I let his observation hang for a moment between us, wondering how he could so openly state such a thing. Then, that which should have worried me became apparent—what did he know that made him offer such an appraisal?
“Neil, what the hell is going on?
“You need to think in terms of years, Fletch. Not months.”
“Years?”
He nodded. “Two or more.”
“Years?” I pressed him, struggling to grasp what he was suggesting, or the reason behind it. “
Two
years?”
“At least.”
It had to be plain on my face, that I wasn’t fully processing what he was telling me.
“This isn’t some storm you’re going to just casually avoid by an extended stay at your getaway. Not just a few knuckleheads rioting until order is reestablished.”
“Okay. Then what the hell
is
coming? You seem to be tiptoeing around it, whatever it is you’re trying to share with me.”
This was the thing that worried me the most. We’d never been bullshitters, especially with each other. And we’d never pulled our punches, physically or otherwise. We knew each other could handle whatever needed to be done, or said.
“It’s all tumbling down,” he said, almost matter-of-factly.
“What do you mean ‘all’?”
His gaze swelled a bit. “All. Everything. Government, countries, economies, societies.”
It was my turn to lean forward. My stare narrowed down on my friend. The empty space around us outside the restaurant seemed suddenly claustrophobic. As if everyone inside was also leaning in for a listen.
“What do you know, Neil?”
“Six weeks ago I’m attached as a liaison from State to a team going down to Brazil.”
“What kind of team?”
He hesitated for just a moment as a car cruised slowly by, then turned at the nearby corner, disappearing around it.
“A joint mission from Department of Agriculture and USAMRIID.”
The glazed-over look I gave him at the acronym prompted some clarification.
“United States Army Medical Research Institute for Infectious Diseases.”

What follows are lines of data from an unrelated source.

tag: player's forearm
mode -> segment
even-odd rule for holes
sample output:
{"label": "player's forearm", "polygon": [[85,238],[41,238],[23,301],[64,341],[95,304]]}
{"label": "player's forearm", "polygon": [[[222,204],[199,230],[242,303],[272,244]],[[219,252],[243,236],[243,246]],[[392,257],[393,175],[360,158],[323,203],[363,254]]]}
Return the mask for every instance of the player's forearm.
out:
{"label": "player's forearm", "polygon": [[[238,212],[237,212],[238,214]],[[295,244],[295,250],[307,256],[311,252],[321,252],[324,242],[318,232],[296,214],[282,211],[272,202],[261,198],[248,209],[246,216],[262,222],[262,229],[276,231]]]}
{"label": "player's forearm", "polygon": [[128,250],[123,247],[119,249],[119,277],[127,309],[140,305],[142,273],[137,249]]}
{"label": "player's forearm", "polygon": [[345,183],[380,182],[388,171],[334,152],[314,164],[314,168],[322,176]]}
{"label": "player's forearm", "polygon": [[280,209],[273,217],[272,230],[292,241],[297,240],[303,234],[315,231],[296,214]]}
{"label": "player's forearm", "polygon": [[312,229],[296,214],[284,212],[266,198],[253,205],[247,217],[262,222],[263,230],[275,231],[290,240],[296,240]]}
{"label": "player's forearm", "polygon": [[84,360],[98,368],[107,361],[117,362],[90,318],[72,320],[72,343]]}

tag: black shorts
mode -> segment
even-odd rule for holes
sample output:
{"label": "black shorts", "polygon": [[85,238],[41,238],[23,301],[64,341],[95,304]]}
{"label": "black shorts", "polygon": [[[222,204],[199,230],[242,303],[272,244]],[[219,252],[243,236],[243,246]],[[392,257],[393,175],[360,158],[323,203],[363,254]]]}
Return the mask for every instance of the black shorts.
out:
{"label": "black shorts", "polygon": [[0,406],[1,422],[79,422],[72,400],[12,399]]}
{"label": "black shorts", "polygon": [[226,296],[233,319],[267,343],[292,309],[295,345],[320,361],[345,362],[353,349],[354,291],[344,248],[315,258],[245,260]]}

The expansion of the letter jumble into real world terms didn’t completely wipe the fog from my comprehension.
“Agriculture and Army disease specialists?”
“Yes.”
“I was the go-between for them and the Brazilians.”
“Okay...”
Maybe Neil was waiting for me to come to an understanding myself. To piece together what he’d shared. But I was still drawing a blank.
“It’s bad there, Fletch. Brazil has a huge agricultural industry, and the blight is spreading like wildfire.”
A sick warmth stirred in my gut. Word that the blight had crossed an ocean wasn’t new, though it took the involved governments weeks to admit as much after an equal amount of time issuing stern denials.
“Plant geneticists from Ag were there to verify the strain,” he said. “Same as Poland. No mutation. The thing is a monster.”
“All right. That explains one side of your team. Why the hell was the Army tagging along?”
“Because the blight is behaving like a disease,” Neil explained. “That’s what I picked up from the discussions they were having. I wasn’t supposed to know any of this, but... Fletch, it’s moving through vegetation like the plague rolling over a population.”
“Wait...are you saying this is like some weapon?”
He shook his head.
“No. No one knows, really. Nature is fully capable of screwing us over if conditions are right. And here it looks like conditions were just right for this to begin. First in Poland, and then all it took were a few spores from a contaminated crop to hitch a ride on a plane, or boat, and what was something isolated to Europe and Asia is now a continent hopper.”
“How widespread is it in Asia?” I pressed him.
“Russia, into China, Vietnam. Some of those places haven’t become part of the wider conversation yet, but they will be. Soon.”
I sat back, leaning away from the table. The gravity Neil had brought with him had now infected me. A realization rose as to the timing of this get together we were having.